Savunmanın Özeti : Yasal dayanaktan yoksun bulunan temyiz isteminin reddi gerektiği savunulmuştur.
Tetkik Hakimi …’ın Düşüncesi : Temyiz dilekçesinde öne sürülen hususlar, temyize konu mahkeme kararının bozulmasını sağlayacak nitelikte bulunmadığından temyiz isteminin reddi gerektiği düşünülmektedir.
Danıştay Savcısı …’nun Düşüncesi : İdare ve vergi mahkemelerince verilen kararların temyizen incelenerek bozulabilmesi için, 2577 sayılı İdari Yargılama Usulü Kanununun 49 uncu maddesinin birinci fıkrasında belirtilen nedenlerin bulunması gerekmektedir.
Temyiz dilekçesinde öne sürülen hususlar, söz konusu maddede yazılı nedenlerden hiçbirisine uymadığından, istemin reddi ile temyiz edilen Mahkeme kararının onanmasının uygun olacağı düşünülmektedir.
TÜRK MİLLETİ ADINA
Hüküm veren Danıştay Dördüncü Dairesince gereği görüşüldü:
Dava konusu ihbarnameler, … Limited Şirketi’nin 2000 ve 2001 yıllarına ilişkin vergi ve ceza borçlarıyla ilgili olarak şirket tüzel kişiliği adına düzenlenmiştir. 213 sayılı Vergi Usul Kanunu’nun 94 üncü maddesinde, tebliğin mükelleflere, bunların kanuni temsilcilerine, umumi vekillerine veya vergi cezası kesilenlere yapılacağı, tüzel kişilere yapılacak tebliğin bunların başkan, müdür veya kanuni temsilcisine vakıflar ve cemaatler gibi tüzelkişiliği olmayan teşekküllerde bunları idare edenlere veya temsilcilerine yapılacağı, tüzel kişilerin müteaddit müdür veya temsilcisi varsa tebliğin bunlardan birine yapılmasının yeterli olduğu belirtilmiştir. Aynı Kanunun 377 nci maddesinde ise mükelleflerle kendilerine vergi cezası kesilenlerin tarh edilen vergilere ve kesilen cezalara karşı vergi mahkemesinde dava açabileceği öngörülmüştür.

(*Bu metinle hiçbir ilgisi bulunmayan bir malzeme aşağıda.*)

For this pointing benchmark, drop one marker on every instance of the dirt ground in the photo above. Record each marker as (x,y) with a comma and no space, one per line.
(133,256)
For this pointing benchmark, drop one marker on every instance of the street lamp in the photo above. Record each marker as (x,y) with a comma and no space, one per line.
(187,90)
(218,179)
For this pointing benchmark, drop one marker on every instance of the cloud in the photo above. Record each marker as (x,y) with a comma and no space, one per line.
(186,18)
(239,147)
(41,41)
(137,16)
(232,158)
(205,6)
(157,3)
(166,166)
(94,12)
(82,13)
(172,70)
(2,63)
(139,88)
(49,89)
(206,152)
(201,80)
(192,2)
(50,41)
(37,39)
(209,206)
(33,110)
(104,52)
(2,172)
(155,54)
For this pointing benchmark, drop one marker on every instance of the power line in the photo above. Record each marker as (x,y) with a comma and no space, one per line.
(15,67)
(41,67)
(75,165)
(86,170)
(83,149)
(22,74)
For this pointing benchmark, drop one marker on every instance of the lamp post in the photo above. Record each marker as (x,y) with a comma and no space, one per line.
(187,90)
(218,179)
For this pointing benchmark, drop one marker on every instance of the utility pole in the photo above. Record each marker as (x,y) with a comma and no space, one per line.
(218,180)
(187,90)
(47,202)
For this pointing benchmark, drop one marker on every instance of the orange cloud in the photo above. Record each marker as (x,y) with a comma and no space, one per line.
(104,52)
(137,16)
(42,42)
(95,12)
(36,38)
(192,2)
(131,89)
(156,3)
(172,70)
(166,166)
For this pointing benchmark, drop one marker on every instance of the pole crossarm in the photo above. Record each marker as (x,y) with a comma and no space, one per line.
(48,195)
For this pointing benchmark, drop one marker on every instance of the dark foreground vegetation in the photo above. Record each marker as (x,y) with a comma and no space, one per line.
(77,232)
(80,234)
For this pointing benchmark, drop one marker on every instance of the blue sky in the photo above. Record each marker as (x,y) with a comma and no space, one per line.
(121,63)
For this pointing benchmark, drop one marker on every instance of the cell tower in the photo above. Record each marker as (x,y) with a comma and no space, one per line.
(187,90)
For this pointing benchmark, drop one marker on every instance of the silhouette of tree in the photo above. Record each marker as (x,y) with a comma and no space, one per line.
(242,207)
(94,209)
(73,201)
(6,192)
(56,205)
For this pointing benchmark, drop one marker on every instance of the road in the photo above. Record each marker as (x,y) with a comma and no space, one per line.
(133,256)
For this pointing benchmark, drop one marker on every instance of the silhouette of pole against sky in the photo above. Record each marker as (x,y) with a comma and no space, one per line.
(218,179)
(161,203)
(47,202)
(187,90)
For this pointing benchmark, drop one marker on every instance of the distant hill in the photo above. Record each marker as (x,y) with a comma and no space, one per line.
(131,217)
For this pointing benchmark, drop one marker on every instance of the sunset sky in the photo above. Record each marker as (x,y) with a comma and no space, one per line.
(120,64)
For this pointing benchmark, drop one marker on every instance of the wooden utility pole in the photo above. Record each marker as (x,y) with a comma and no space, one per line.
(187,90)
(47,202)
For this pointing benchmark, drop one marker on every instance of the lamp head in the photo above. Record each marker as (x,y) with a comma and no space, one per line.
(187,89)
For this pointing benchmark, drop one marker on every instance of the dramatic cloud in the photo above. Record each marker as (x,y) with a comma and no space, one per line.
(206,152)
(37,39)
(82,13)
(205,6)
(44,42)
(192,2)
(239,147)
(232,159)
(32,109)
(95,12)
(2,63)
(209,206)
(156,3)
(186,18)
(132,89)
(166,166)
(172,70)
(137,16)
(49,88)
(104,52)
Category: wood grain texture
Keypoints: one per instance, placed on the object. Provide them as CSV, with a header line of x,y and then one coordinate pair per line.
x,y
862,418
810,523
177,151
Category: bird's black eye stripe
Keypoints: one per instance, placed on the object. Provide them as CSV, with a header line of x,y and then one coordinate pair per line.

… Limited Şirketi adına salınan vergi ve kesilen cezalara ilişkin ihbarnamelere, şirket adresinin yazıldığı, fakat bu ihbarnamelerin kanunen yetkili şirket temsilcilerine veya yöneticisine tebliğ edilmeyip, eski şirket temsilcisi olan davacıya tebliğ edildiği anlaşılmaktadır. Şirket adına düzenlenen ihbarnamelerin davacıya tebliğ edilmiş olması bu ihbarnamelerin şirkete tebliğ edilmiş sayılmasını gerektirmeyeceği gibi bu ihbarnamelerde yer alan şirket adına salınmış vergi ve kesilen cezadan davacının şahsen sorumlu tutulması sonucunu da doğurmaz. Sözü edilen ihbarnameleree dayanarak davacının vergi ve cezadan sorumlu tutulması ve takip edilmesi mümkün bulunmadığından, tebligatın şahsına yapılmış olmasının davacının menfaatini haleldar ettiği kabul edilemez.
Bu nedenle temyiz isteminin reddine, 6.10.2005 gününde oybirliğiyle karar verildi.